There is limited research on the relationship between side of insertion of central venous catheter (CVAD) and bloodstream infection risk in patients with cancer. To conduct an exploratory analysis of data from a randomized control trial (RCT) and data from a prospective cohort study to compare infection rates for right- and left-sided insertions. The study populations were patients aged >14 years with cancer from two tertiary hospitals in Brisbane, Australia. The primary endpoint was catheter-associated bloodstream infection (CABSI) adjudicated by blinded assessors. For the RCT, randomized intention-to-treat comparisons were conducted between left- and right-side allocated insertion for early (≤14 days) and late (>14 days) infection using Cox proportional hazards regression. The RCT data were also combined with cohort study data collected from one of the hospitals prior to the RCT and non-randomized comparisons conducted between left- and right-sided insertions. In 634 randomly allocated CVADs there were 141 CABSIs.

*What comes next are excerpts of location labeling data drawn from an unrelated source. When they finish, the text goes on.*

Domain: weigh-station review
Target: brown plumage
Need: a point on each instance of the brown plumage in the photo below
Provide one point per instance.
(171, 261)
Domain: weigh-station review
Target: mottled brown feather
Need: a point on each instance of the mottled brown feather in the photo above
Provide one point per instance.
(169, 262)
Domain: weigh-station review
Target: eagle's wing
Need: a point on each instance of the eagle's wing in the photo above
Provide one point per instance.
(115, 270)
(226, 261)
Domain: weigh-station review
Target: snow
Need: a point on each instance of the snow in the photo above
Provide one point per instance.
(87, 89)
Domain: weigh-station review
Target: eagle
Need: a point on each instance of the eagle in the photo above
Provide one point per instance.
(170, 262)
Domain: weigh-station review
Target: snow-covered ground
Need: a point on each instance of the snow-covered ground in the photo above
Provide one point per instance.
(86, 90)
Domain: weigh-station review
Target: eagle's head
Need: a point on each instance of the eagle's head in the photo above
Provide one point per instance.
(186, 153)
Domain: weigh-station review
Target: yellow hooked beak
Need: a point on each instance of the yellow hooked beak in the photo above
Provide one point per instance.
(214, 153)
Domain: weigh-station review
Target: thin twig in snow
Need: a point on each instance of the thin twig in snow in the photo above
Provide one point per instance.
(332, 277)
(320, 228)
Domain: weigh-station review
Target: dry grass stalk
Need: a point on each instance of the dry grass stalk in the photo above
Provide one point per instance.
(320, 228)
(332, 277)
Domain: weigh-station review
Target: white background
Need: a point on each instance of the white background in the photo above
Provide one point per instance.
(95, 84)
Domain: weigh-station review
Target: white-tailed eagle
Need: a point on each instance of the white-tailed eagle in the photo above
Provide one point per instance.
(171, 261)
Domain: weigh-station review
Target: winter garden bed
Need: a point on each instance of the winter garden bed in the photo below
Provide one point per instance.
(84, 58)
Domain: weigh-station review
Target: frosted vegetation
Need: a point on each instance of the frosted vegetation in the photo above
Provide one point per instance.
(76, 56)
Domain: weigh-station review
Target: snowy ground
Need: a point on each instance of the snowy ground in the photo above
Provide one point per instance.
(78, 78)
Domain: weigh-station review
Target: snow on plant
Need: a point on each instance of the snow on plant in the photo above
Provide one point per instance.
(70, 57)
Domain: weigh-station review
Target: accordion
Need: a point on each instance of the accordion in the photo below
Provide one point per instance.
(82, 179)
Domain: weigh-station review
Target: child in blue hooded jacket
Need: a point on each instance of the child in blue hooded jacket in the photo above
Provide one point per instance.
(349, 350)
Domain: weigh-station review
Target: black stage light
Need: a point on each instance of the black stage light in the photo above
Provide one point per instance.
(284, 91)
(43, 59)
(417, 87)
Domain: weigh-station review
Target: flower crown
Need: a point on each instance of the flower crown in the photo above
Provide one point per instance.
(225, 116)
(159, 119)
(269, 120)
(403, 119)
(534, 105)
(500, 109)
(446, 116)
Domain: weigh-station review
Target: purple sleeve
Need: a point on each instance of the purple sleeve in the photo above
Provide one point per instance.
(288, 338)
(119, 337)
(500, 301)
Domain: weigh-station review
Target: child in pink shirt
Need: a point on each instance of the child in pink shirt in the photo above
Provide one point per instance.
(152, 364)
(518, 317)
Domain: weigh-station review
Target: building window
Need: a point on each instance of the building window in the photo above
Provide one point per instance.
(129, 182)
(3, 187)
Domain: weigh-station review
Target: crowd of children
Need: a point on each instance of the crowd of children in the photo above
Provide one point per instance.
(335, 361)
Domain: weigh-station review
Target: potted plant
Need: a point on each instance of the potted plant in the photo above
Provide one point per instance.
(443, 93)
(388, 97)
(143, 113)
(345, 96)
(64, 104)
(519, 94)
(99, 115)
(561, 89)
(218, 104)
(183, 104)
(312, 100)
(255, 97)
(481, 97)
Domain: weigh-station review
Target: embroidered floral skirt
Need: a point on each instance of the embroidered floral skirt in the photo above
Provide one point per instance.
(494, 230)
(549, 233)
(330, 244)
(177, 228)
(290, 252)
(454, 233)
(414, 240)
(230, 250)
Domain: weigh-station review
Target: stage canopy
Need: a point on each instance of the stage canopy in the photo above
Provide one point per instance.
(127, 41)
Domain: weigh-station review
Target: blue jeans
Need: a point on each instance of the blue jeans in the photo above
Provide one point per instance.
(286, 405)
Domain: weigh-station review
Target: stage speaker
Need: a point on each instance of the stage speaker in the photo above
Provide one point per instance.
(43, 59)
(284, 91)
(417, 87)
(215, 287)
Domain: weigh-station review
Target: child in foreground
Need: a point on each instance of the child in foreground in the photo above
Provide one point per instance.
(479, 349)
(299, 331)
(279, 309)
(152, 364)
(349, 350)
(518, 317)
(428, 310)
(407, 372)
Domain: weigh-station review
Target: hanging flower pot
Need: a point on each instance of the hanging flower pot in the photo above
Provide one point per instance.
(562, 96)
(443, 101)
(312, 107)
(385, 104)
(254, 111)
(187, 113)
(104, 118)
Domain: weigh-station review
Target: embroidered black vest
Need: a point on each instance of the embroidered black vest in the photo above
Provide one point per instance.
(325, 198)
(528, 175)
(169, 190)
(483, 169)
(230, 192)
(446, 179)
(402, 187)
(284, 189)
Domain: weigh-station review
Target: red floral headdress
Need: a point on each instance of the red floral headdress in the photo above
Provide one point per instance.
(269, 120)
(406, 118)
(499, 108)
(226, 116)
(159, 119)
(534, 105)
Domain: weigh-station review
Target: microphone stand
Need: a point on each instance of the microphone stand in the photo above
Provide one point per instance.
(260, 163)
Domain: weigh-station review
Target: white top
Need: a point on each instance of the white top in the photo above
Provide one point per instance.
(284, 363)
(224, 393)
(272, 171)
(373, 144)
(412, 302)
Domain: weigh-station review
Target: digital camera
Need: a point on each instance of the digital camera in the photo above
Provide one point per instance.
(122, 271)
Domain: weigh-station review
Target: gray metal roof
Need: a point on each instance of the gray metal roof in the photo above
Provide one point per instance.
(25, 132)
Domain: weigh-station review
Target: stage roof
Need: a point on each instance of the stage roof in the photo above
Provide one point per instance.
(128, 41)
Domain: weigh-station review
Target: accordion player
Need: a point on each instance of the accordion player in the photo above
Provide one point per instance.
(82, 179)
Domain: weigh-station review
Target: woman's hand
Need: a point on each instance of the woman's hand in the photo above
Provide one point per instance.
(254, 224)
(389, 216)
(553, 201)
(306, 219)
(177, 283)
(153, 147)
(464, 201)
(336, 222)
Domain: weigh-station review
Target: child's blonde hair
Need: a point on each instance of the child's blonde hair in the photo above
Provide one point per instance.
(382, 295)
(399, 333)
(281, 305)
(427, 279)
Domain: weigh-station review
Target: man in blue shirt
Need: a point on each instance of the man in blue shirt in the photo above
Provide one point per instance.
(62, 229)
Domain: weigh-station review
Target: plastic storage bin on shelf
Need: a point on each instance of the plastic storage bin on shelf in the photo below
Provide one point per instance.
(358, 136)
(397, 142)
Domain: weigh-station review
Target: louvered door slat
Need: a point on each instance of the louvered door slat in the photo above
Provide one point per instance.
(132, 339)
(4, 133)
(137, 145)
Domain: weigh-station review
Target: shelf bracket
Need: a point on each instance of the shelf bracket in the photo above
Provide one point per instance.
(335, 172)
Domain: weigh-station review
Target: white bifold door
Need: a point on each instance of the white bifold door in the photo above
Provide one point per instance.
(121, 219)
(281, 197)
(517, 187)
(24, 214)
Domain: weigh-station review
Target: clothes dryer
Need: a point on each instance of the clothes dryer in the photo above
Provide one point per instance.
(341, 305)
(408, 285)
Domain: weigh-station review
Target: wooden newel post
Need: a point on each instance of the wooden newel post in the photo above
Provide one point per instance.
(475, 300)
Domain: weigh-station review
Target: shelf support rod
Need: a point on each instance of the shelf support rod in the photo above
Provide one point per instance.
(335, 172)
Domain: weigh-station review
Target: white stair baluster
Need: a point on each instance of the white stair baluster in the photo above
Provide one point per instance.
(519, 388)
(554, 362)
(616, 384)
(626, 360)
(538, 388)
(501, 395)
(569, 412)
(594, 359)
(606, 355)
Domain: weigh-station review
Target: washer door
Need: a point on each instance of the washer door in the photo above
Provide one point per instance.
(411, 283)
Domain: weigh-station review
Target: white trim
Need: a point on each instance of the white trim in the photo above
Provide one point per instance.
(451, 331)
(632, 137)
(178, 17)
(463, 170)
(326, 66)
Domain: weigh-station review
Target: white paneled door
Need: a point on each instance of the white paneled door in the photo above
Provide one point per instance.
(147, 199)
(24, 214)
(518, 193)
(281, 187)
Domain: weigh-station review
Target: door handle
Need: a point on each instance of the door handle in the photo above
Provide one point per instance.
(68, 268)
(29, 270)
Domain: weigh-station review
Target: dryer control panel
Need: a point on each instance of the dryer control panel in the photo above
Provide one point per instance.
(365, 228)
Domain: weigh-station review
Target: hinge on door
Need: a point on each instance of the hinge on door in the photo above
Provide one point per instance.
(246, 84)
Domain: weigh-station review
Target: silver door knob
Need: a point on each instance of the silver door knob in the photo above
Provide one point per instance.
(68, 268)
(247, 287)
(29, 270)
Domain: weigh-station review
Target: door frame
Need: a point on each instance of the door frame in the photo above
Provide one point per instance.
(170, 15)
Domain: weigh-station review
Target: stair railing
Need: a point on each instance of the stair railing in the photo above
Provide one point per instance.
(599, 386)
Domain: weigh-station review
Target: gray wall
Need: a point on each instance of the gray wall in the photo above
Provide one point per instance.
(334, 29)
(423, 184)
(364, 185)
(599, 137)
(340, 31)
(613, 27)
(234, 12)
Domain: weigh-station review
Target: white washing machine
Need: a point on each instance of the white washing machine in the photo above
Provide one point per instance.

Analysis showed strong evidence of right-side allocated insertions having an increased risk of early infection by 2.5 times (95% confidence interval (CI): 1.3-4.7); however, there was no evidence of increased risk for late infection (hazard ratio: 1.06; 95% CI: 0.71-1.59). Results from analysis of the RCT and cohort study data combined (2786 CVADs and 385 CABSIs) were similar. There appears to be an increased risk of CABSI in patients with cancer for CVAD inserted into the right-side for around two weeks after line insertion. The mechanism underpinning the increased risk is unknown.